Transfer pricing refers to the rules and methods for pricing transactions between enterprises under common ownership or control. In Kenya, transfer pricing regulations ensure that transactions between related entities are conducted at arm’s length, meaning they should be priced as if the entities were unrelated. This is crucial for tax compliance and avoiding artificial profit shifting.
Regulatory Framework
In Kenya, transfer pricing rules are governed primarily by the Income Tax Act (CAP 470) and enforced by the Kenya Revenue Authority (KRA). The key provisions are modeled the same or aligned with the OECD Transfer Pricing Guidelines, which emphasize the arm’s length principle. Businesses are required to document and justify their transfer pricing practices to ensure compliance with tax legislation in Kenya.
Compliance Requirements
The transfer pricing documentation consist of the master file, local file, country-by-country report and a notification to the KRA on whether the taxpayer is the ultimate parent or the identity of the ultimate parent or surrogate parent entity and the tax residence.

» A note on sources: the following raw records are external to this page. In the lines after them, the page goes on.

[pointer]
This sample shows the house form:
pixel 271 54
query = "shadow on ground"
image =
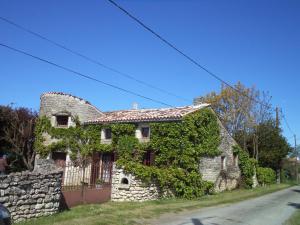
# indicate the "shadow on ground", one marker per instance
pixel 295 205
pixel 198 221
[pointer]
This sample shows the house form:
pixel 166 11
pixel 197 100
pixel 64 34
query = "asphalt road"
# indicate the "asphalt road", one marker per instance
pixel 271 209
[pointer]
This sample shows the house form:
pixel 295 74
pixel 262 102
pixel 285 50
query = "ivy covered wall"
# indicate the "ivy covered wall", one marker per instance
pixel 178 147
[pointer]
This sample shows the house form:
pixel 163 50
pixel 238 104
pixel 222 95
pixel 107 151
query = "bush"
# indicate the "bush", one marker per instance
pixel 247 166
pixel 265 176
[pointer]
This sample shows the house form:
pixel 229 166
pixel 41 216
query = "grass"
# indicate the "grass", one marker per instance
pixel 139 213
pixel 295 219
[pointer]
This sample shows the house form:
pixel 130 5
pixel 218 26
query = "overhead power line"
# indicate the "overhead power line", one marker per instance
pixel 287 124
pixel 92 60
pixel 189 58
pixel 173 46
pixel 83 75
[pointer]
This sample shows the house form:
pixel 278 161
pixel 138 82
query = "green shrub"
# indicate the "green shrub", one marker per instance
pixel 265 176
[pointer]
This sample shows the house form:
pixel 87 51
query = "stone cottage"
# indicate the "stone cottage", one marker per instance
pixel 61 107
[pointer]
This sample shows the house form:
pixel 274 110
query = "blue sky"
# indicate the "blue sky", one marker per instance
pixel 255 42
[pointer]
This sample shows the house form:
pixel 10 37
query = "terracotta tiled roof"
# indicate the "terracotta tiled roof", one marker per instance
pixel 147 115
pixel 65 94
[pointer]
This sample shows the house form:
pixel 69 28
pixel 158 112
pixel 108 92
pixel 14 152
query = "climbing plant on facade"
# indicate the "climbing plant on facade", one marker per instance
pixel 178 148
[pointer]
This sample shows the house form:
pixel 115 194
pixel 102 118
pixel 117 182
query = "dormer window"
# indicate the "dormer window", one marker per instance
pixel 107 134
pixel 145 132
pixel 62 121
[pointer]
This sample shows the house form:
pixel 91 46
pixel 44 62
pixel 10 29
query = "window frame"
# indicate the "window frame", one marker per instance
pixel 148 133
pixel 223 162
pixel 57 120
pixel 105 132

Transfer pricing documentation must be prepared and maintained annually, and the Masterfile and local file should be submitted to the KRA within six months after the end of the financial year. While the income tax return is submitted through the iTax platform, the KRA has provided an email address to which the transfer pricing documentation should be submitted through.
The notification is done through a prescribed form and is submitted before the end of the financial year by the taxpayer in Kenya. On the other hand, the country-by-country report is submitted by the ultimate parent or surrogate ultimate parent in their jurisdiction of tax residence. Should the KRA require the country-by-country report, it is obtained directly from the revenue authority of the jurisdiction of tax residence of the ultimate parent or surrogate ultimate parent under the globally agreed tax information sharing agreement.
Failure to comply with the transfer pricing documentation requirements attracts the general penalty for failure to keep documents related to tax information. This penalty if the higher of KES 100,000 or 10% of the tax payable under the tax law to which the document relate (corporate income tax in the case of transfer pricing). Other provisions relating to penalties such as the tax shortfall penalty and tax avoidance penalty may also apply.